MOORESBORO – Everything but the result.
And, ultimately, that’s what playoffs are about, the end result. Thomas Jefferson, the top seed in the 1A West field, got the desired finish, getting a goal with just more than 10 minutes remaining Monday to top Polk County 1-0 in a third-round matchup.
But the Wolverines did all they could, perhaps more, to produce an upset of the undefeated Gryphons (19-0-2). Defensively, especially, Polk played with grit, hustle and determination, fending off challenge after challenge in a match often played in its half of the field.
That was in part by design, and it was a game plan that the Wolverines (11-10-2) executed well, led by a senior class intent on extending the season for another night.
“We wanted to give them the back part of the air, didn’t want to dive in and let them build a little bit,” said Polk County head coach George Alley. “I thought we did a really good job in the first half executing our defensive game plan.
“We just know we needed to hit one of our counters. We got close a couple of times but didn’t. We’re not 100 percent healthy, and I knew we were going to be at risk the longer the game went.”
That the game remained scoreless until the final stages of regulation also could be credited to Polk County senior goalkeeper Cade Bright, who turned aside threat after threat. He charged off his line early in the second half and made a kick save to stop Thomas Jefferson’s Sixx Brown, who had freed himself for a one-on-one chance. He held off Gryphon Ian Richards in a collision just in front of the goal while fighting for a loose ball.

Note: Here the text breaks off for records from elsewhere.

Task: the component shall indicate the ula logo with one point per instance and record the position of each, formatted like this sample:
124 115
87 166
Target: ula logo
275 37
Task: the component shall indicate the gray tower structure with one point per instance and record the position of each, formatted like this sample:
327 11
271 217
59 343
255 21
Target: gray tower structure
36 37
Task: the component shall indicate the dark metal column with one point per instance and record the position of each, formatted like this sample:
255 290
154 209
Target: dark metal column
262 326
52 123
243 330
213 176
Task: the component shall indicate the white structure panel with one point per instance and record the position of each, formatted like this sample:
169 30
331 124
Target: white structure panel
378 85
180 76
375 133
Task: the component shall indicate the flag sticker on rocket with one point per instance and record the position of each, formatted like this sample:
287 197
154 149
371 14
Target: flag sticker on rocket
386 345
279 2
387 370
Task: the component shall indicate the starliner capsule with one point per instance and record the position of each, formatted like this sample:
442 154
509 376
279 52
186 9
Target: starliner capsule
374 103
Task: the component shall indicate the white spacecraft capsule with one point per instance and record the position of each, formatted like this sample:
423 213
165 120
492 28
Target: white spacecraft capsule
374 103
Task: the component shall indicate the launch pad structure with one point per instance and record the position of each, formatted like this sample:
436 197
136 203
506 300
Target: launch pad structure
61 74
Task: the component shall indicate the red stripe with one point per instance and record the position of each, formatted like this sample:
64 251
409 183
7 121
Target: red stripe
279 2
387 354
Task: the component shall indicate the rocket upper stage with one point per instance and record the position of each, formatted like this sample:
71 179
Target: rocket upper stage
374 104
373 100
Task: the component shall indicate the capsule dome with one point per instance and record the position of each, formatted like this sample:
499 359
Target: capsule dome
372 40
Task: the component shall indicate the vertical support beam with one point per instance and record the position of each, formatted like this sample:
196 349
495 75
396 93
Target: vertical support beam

Bright delivered save after save until the one he couldn’t reach, with Thomas Jefferson’s Cristian Escalera working free deep on the right wing and hitting a hard drive that found the far side of the net with 10:07 left in the match. It marked the second straight game-winning goal in the playoffs for Escalera.
“Cade, in my opinion, is an all-state goalkeeper,” Alley said. “Once again, he kept us in there.
“And these guys, they were fully committed. Look at them.”
Tears flowed for members of Polk County’s senior class, their Wolverine careers ended. But, as Alley noted, those tears might well be helping grow the seeds of revitalization for Polk’s program.
“The future is pretty bright, and I know that I’m going to be there to work with the kids year-round,” he said. “We’ve got 12 eighth graders coming up. We’re going to get back to doing camps in the summer.
“We want to build on this. We don’t want to go the other direction. 1A, 2A, doesn’t matter, I see a bright future for these guys. And I think the seniors can be proud of that because they went through a tough time to get here.”
And delivered a playoff effort that produced everything except the result they wanted.